Brian looks at him. He can tell John is serious. Maybe he even feels a little pity for the guy.

'Sure,' Brian says. 'Take your pick.'

Without hesitating, John reaches out and picks up the envelope marked 'To My Valentine'.

The envelope is perfume scented and is all decorated with small hand-drawn red hearts. Brian is more than a little surprised at John's choice of letters but he doesn't quite know what to do, or what to say. So he does nothing, takes the five pounds, puts it in his pocket and leaves the room.
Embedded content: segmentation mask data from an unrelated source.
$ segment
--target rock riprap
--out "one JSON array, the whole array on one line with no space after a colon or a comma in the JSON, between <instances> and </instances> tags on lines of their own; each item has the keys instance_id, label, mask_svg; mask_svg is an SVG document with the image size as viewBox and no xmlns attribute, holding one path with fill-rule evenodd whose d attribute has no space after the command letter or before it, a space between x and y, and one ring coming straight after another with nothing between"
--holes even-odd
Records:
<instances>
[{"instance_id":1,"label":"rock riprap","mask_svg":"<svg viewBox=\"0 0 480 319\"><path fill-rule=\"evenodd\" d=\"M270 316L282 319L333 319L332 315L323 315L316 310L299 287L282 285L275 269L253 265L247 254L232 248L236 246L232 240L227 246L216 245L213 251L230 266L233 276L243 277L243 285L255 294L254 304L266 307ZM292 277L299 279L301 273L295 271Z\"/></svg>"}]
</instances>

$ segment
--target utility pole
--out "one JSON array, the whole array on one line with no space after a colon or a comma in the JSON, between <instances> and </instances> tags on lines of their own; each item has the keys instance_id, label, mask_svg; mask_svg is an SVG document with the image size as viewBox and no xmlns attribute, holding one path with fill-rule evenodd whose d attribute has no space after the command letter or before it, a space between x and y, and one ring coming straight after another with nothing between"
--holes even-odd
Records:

Later that day, unable to contain his curiosity any longer, Brian asks his co-worker what the letter was about. 'None of your business,' is all he gets in return.

'All right, then,' Brian says. 'I'll pay you thrice what you paid for it. Be a sport, old chap, and let me buy it back. What do you say, old boy?'

"Not on your life," is the reply. And with that, John gets up and leaves the room.

Triumphantly, with only the tiniest hint of a flourish, I sit down.

Nobody moves. Nobody says anything for at least one full minute. It is so quiet in the classroom of the pretty, young, English Lit teacher that we can hear the squeaks of running shoes on the floor out in the hallway.

"Is that it?" Mike says, giving voice to the thought on everyone's mind. "Well, if that's all there is to it, I think it's a stupid plot for a Valentine's Day story."

"In literature," Miss pipes up, "When we critique someone, it's best to put it in terms like 'I need such and such because' -"

"But what about if it's just idiotic?" Mike says.

"Well," she says, "In literature, it's important to remember that everyone is logical in their own terms."

"Okay," Mike says, amiably, as he turns towards me. "So what was in the letter?"

I smile my biggest, bestest, shit-eatingest grin and say "None of your business."

And that, Mr. Principal, is precisely when the fight started.